At a 1994 Labor Day Rally at BIW the speakers included then BIW President Buzz Fitzgerald, Local S6 President Stoney Dionne, IAM National President George Kourpias, Rep. Tom Andrews, AFL-CIO Treasurer Tom Donahue, Sen. George Mitchell and President Bill Clinton. Watching the event on C-SPAN archives it was remarkable that all the speakers were calling for the conversion of the shipyard. Today we find that GD has no interest in such a positive direction. (It should be remembered that GD uses federal tax dollars to build destroyers. Why couldn’t that same public tax money be used to build sustainable technologies?)

The workers and unions at BIW can’t make this kind of conversion (or diversification) happen by themselves. They are daily fighting to enforce their contract with GD and are largely consumed with trying to prevent layoffs.
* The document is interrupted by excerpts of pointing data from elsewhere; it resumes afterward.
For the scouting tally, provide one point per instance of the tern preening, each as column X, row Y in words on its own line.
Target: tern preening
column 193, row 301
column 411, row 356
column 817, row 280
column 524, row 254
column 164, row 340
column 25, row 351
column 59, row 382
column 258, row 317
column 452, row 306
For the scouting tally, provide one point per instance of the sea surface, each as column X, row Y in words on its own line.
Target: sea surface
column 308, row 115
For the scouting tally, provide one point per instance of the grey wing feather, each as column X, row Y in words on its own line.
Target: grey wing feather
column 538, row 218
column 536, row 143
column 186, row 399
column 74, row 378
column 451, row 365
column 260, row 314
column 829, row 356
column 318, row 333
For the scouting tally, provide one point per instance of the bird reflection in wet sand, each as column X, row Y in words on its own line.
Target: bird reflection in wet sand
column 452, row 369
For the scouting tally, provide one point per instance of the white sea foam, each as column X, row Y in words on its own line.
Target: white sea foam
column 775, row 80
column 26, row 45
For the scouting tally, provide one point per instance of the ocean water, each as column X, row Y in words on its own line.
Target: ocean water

Former Columbia University professor of industrial engineering Seymour Melman called our present system “Pentagon-managed state capitalism.” Melman reported that the USA by around 1990 had substantially lost its skills base in machine tool-related (and other highly skilled) industrial production, including in commercial shipbuilding — largely due to over concentration on military production.

The peace community does protest frequently at BIW, but we are not targeting the workers. We are trying to create a dialogue in the community around the need for a just transition towards more sustainable, less boom-and-bust types of production at BIW. We understand that General Dynamics is the entity that holds the power to make these big decisions — along with our elected officials like Collins, King, Pingree and Poliquin.

We know that the workers and the unions have ideas about things that could be done at BIW to stabilize employment at the shipyard. They should be given a key role in envisioning what might be built more sustainably. But none of this will happen unless the peace community, the environmental community, the religious community, labor unions, local political leaders, and the general public become advocates for a change of direction from endless war toward dealing with climate change NOW by transitioning facilities like BIW.

The workers are currently hostages during this time of political negligence where nothing gets done. I for one stand with them and urge everyone in the community to help push things along so that the environment, the community, and the workers come out on top.

~ Bruce K. Gagnon is a member of PeaceWorks and lives in Bath.